2005年の誕生から、いまや国民的タイトルとして支持を広げ続けている『龍が如く』シリーズ。
全作の制作に携わってきた横山昌義氏の新作コラボレーションに込めた想いとは。
― 2005年から続く『龍が如く』シリーズの全てに携わられている横山さんですが、これだけの長い期間支持されている本シリーズの面白さはどこにあるとお考えでしょうか。
最初に、私自身はゲームとファッションというものの楽しみ方は、かなり近しいものだと感じています。
ゲームという商品の中には、たまたま映り込んだものや、偶然発生するイベントなどは一切存在しません。
画面中に存在するすべてのものはクリエイターが計算して作り出したものとなります。
ストーリーやキャラクターなどが素晴らしいと評価いただくことが多いですが、実はそこに自由度はありません。
「良い洋服」というものもゲーム同様、デザイナーや製作に関わるすべての方々が、細部に渡り徹底的に作りこまれたものなのだと思います。
ではそんな一分の隙もない商品を、ユーザーはどのように楽しんでいるのでしょうか?
その答えのひとつが、“体験”なのだと考えています。
ゲームという作りこまれた架空世界の中で、ユーザーは「桐生一馬」や「春日一番」というキャラクターに成りかわり、自由に街を動きまわり、さまざまな“体験”をする。それは憧れの洋服を身にまとうことで、新しく生まれ変わった“自分”というキャラクターが、さまざまな“体験を楽しむ”というファッションの楽しみ方と同じなのではないかと思います。
明確なコンセプトと強固な世界観。それを実体験として楽しむことができる。
まさにファンションを楽しむのと同じような感覚で、もうひとつの生活を楽しめることこそが、『龍が如く』の真の魅力なのではないかと思っています。
― ゲームはもちろん、ゲーム外でも『龍が如く』の世界観を魅力的なものにされているヒントと、そのコラボレーションパートナーとしてWILDSIDE YOHJI YAMAMOTOを選んでいただいた背景についてお話いただけますでしょうか。
実写映画や映像の世界であれば、キャストとキャラクターを重ね合わせ、双方のファンになることも可能ですが、ゲームやアニメーションの世界では、いくらキャラクターを好きなったとしても、高ぶる情熱をぶつけることができる“相手”は(リアルには)存在しません。
しかしファンであれば、いつもその世界や存在を感じていたいものです。
これまでも『龍が如く』シリーズでは、そういったファンの皆様のご要望に応えるべく、さまざまなグッズを製作したり、キャストの方や制作者と交流できるイベントを開催したりしてきました。
そんな中、ずっと私が考えていたのはキャストやクリエイター、そしてファンの方が同じ「肌身で感じられる何か」を作りたいということでした。
それを叶えるための手段が、コラボレーションによる洋服作りとなります。




人気のキャラクターイラストやロゴイラストに寄ったデザインのものだけではない、『龍が如く』という存在そのものを感じながら、日常のさまざまなシチュエーションで“一緒にいたくなる”存在。
上質な肌触りや着心地といった感覚を、『龍が如く』に関わるすべての人々が共有できるような相棒をつくってみたい。
そんな理想を実現するためには『龍が如く』という強烈な世界観を“日常と非日常”の両方に落とし込むことができるデザイン力と、卓越した技術力を持つWILDSIDE YOHJI YAMAMOTOさんとのコラボレーションが必要でした。

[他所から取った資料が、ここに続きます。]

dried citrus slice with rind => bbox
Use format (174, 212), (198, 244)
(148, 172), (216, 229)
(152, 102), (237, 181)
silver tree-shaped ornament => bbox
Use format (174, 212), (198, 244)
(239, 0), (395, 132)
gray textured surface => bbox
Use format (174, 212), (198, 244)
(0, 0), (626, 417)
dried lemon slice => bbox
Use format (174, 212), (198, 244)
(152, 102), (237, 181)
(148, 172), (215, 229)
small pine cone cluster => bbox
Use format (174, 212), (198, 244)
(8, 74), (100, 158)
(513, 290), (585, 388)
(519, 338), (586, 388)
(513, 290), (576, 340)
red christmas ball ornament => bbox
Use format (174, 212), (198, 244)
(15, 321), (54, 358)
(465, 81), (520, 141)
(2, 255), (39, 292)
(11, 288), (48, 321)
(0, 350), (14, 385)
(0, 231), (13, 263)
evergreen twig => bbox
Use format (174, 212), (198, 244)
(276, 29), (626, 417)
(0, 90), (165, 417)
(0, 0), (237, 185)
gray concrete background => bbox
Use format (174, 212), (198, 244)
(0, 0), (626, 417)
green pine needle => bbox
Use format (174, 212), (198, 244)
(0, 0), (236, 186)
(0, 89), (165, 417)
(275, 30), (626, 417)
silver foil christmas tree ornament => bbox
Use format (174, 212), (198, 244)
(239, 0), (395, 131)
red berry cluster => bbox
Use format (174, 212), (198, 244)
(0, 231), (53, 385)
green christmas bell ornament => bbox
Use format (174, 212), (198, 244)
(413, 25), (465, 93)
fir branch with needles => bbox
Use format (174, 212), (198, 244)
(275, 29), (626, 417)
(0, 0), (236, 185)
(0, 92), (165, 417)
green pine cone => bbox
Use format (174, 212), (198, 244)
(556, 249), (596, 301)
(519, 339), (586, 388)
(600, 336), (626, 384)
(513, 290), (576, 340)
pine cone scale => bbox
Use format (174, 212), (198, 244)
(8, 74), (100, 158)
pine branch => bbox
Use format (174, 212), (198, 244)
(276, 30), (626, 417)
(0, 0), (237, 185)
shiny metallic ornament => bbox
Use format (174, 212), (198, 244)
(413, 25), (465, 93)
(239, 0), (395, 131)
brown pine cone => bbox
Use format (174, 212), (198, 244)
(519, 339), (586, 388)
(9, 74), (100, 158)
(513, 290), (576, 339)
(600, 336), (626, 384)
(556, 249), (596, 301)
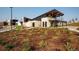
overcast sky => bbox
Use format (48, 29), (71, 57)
(0, 7), (79, 21)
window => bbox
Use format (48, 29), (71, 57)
(32, 22), (35, 27)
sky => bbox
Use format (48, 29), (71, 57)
(0, 7), (79, 21)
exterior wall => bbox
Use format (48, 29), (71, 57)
(41, 17), (51, 27)
(23, 20), (40, 27)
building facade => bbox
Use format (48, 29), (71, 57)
(23, 9), (67, 28)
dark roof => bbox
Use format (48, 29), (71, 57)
(33, 9), (64, 20)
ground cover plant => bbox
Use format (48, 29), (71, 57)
(0, 27), (79, 51)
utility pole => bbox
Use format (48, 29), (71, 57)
(10, 7), (13, 30)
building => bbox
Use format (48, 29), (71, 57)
(23, 9), (67, 27)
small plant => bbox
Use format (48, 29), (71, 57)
(65, 40), (75, 51)
(12, 35), (17, 40)
(23, 39), (31, 51)
(39, 40), (47, 48)
(5, 44), (15, 50)
(0, 39), (6, 45)
(16, 25), (22, 31)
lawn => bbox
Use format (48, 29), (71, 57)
(0, 28), (79, 51)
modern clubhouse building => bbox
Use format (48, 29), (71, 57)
(23, 9), (67, 27)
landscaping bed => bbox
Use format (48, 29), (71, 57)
(0, 28), (79, 51)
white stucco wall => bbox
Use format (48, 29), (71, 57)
(41, 17), (51, 27)
(23, 20), (40, 27)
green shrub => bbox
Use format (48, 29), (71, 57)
(39, 40), (47, 48)
(5, 44), (15, 50)
(0, 39), (6, 45)
(16, 25), (22, 31)
(22, 39), (31, 51)
(65, 42), (75, 51)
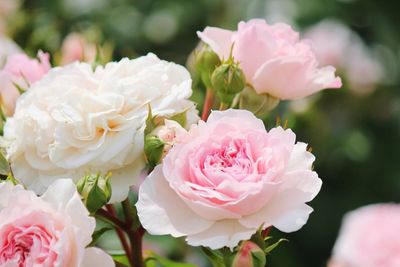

第2弾コラボレーションアイテムのモチーフとなったキャラクターの刺青
― 昨年10月に販売し大好評だった、WILDSIDE×龍が如くスタジオ コラボレーションに続く、第2弾がいよいよ発売になりますが、他にない非常にユニークな商品ラインナップとなりました。横山さんが特に気に入っているアイテムやそのポイントなどはありますか。
コラボレーションの第1弾が、「龍が如くと過ごす日常」だとするなら、今回の第二弾は『龍が如く』が持つ妖しい魅力の深層に迫る、「日常と非日常の間」を楽しめるラインナップだと思っております。
その中で特に私が気に入っているのは『WILDSIDE × 龍が如くスタジオ 「応龍」 ジャケット』です。


見た目はクラシックな2Bジャケット。
でも角度を変えれば妖しげな色気を放つ“龍”が顔を見せる。
まさに様々な経験をしてきた大人の男が見せる”善と悪、両方の魅力”が表現された商品だと思います。

― 龍が如くスタジオの代表である横山氏の、今後のスタジオ全体の展望を教えてください。
新たなプロジェクトについては話せないことばかりですが、少なくともこの先も「龍が如くスタジオ」は立ち止まることはないと思います。
ゲームを愛するすべての人々だけではなく、ファッションを楽しむすべての人々にとっても、『龍が如く』という存在が共通の言語として語られる未来を目指しています。 そのための重要なパートナーとしてWILDSIDE YOHJI YAMAMOTOさんと、これからも歩んでいけたら幸いです。
― 今回のコラボレーションアイテムを手に取るWILDSIDEのユーザーにメッセージをお願いします。
よく、「こういう服が着られるように俺もなりたいです。」というようなお声を、特にゲームユーザーの方から頂くことがあります。
しかし洋服というものは、時間が経てば、経験を積めば、着られるようになるものではないと思います。
憧れの洋服を着ることこそが、自分が憧れる理想像に近づく第一歩なのだと思います。
俺は、私は、こういう存在になりたい。 洋服というアイテムは自分の個性を作り出すための最初のきっかけとなるのではないでしょうか?
一緒に『龍が如く』とWILDSIDEさんが作り出す世界を共有しませんか?

横山 昌義 MASAYOSHI YOKOYAMA
株式会社セガ 執行役員
龍が如くスタジオ 代表 / 制作総指揮
2005年の『龍が如く』第1作からシリーズ全作に携わる中心メンバーとして、脚本・演出・プロデュースを手がける。
以降、数々のタイトルを成功に導き、『龍が如くスタジオ』の代表として現在もシリーズの世界観を牽引。重厚な物語性と圧倒的な臨場感で、ゲームを超えた“体験”を提供し続けている。